Als der Bursche wieder halbwegs gesund war, machte die Meldung "Tatilos verletzt sich am Bein" die Runde in den Medien. Viele bedauerten das, denn der prächtige Hengst sorgte bei Turnieren für volle Zuschauerränge, jeder wollte ihn mal live gesehen haben. Zeitgleich gab es aber auch kritische Stimmen wie "Tati hat eine Doppelbelastung mit Deckgeschäft und Turnieren, das kann ja nicht lange gut gehen" und auch der Reiter musste mehr und mehr Kritik einstecken. Aber der hatte sein Internet schon abgemeldet und bekam ein anderes Pferd zum Reiten.
Tati stand nun in seinem Luxusstall, bekam Medikamente und Streicheleinheiten, aber eines bekam er nicht: Eine grüne Wiese zum Auskurieren. Lediglich ein paar Minuten am Halfter mit Kette für den einen oder anderen Reporter durfte er den gepflegten Rasen vor dem Luxusstall abknabbern. Für das Foto mit der Unterschrift "Tatis Reha im Grünen".
Nach einer ganzen Weile durfte er wieder trainieren und bekam einen neuen Trainer, einen, der richtig viel Ahnung hat. Etwas später gab es wieder Neuigkeiten: Toti würde wieder einmal auftreten, und schon schoss die Medienpräsenz hoch: Gazetten berichteten über das überraschende Comeback, Fotografen fotografierten ihn auf dem Abreiteplatz, Fans kauften Eintrittkarten ... aber was war das: Tati schaute irgendwie anders aus als früher, nicht mehr ganz so schwarz, so glänzend, so exaltiert und er hatte sich eine Kopfhaltung angewöhnt, die nun viel diskutiert wurde. Der neue Trainer hatte ihm das (wieder) so beigebracht, um wieder auf die Erfolgsspur aus alten Zeiten zu kommen.
Es wirkte nicht wie früher.
Auf allen Bildern sah Tatilos teilnahmsloser, angestrengter, blasser aus. Auch die Rekordnoten erreichte er nicht mehr. Den Weltrekord hatte inzwischen ein anderes Pferd, das nicht einmal ein Wunderhengst war.
So zerbröckelte der Mythos Tatilos immer mehr und aus der Begeisterung wurde Mitleid.

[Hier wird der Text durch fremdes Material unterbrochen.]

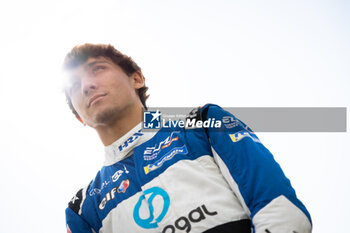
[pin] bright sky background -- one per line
(232, 53)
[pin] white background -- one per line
(232, 53)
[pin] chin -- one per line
(107, 116)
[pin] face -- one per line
(101, 92)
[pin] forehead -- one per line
(76, 72)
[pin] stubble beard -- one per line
(108, 116)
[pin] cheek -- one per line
(77, 104)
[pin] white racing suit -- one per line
(189, 180)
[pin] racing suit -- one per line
(189, 180)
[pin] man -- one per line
(177, 180)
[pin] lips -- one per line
(95, 98)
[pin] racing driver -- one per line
(173, 180)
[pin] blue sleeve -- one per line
(75, 223)
(256, 178)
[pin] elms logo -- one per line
(151, 221)
(152, 119)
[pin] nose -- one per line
(88, 85)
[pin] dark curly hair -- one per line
(81, 53)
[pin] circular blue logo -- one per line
(151, 222)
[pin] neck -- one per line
(130, 118)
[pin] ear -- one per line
(137, 80)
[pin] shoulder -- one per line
(78, 199)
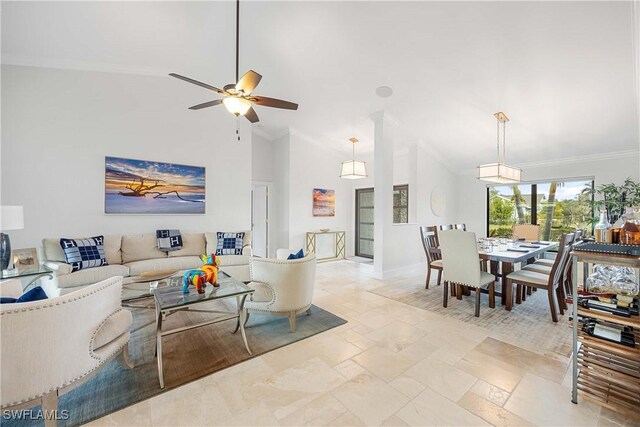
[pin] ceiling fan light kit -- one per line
(237, 96)
(353, 169)
(500, 172)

So könnte dieses Märchen enden:

http://www.st-georg.de/news/dressur/em-aachen-76-prozent-fuer-totilas-und-ein-grosses-fragezeichen/

http://www.st-georg.de/news/dressur/breaking-news-em-aachen-totilas-in-klinik-statt-grand-prix-special/

Tut es aber nicht. Denn dies hier ist ja ein Märchen und nicht die Realität.

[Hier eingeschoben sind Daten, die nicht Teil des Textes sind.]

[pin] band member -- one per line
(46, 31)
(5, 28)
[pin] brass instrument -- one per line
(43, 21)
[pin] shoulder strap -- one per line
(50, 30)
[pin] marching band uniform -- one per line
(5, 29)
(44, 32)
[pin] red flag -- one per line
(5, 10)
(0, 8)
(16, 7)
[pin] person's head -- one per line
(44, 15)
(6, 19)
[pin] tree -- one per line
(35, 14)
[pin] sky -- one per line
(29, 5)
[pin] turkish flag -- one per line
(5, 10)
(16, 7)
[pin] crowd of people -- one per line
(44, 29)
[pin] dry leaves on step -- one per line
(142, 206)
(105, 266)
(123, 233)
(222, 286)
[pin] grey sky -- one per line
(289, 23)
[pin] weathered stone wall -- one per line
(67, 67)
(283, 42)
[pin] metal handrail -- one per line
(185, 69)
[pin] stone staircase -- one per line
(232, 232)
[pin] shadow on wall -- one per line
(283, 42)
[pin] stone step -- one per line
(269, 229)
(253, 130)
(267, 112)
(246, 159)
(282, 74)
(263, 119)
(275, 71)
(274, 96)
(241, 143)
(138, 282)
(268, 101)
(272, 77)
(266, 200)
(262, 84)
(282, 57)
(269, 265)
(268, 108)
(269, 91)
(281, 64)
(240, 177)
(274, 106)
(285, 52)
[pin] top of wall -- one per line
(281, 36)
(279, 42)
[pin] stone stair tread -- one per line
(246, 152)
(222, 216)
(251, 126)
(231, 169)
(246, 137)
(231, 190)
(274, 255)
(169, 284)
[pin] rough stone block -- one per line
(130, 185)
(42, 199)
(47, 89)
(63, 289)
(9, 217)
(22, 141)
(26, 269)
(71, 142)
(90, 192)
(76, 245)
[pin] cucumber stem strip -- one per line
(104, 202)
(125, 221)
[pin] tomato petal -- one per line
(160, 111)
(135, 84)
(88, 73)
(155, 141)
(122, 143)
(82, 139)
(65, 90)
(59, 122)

Denn eine schöne junge wohlhabende Frau liest alles, was die Zeitungen und das Internet über Tatilos schreiben und denkt sich: "Wie schön wäre es doch, dem Hengst ein tolles neues Zuhause zu geben, wo er wieder ein Pferd sein darf und sich wälzen und herumtollen kann nach Herzenslust? Vielleicht wird er dann wieder ganz gesund. Wir haben doch noch Platz im Stall für so ein tolles Pferd!"
Denkt es und ruft flugs den Besitzer an. Der sagt: "Wir haben nur Ärger mit ihm gehabt, nimm ihn und gib mir das, was er mich gekostet hat (ganz ganz viele Euros, wir erinnern uns!) dann ist er dein."
Die junge Frau freut sich, fährt mit ihrem schönsten Pferdeanhänger los und kommt abends mit Tatilos wieder heim.
Und wenn sie nicht gestorben sind, dann leben sie noch heute. Wie im Märchen.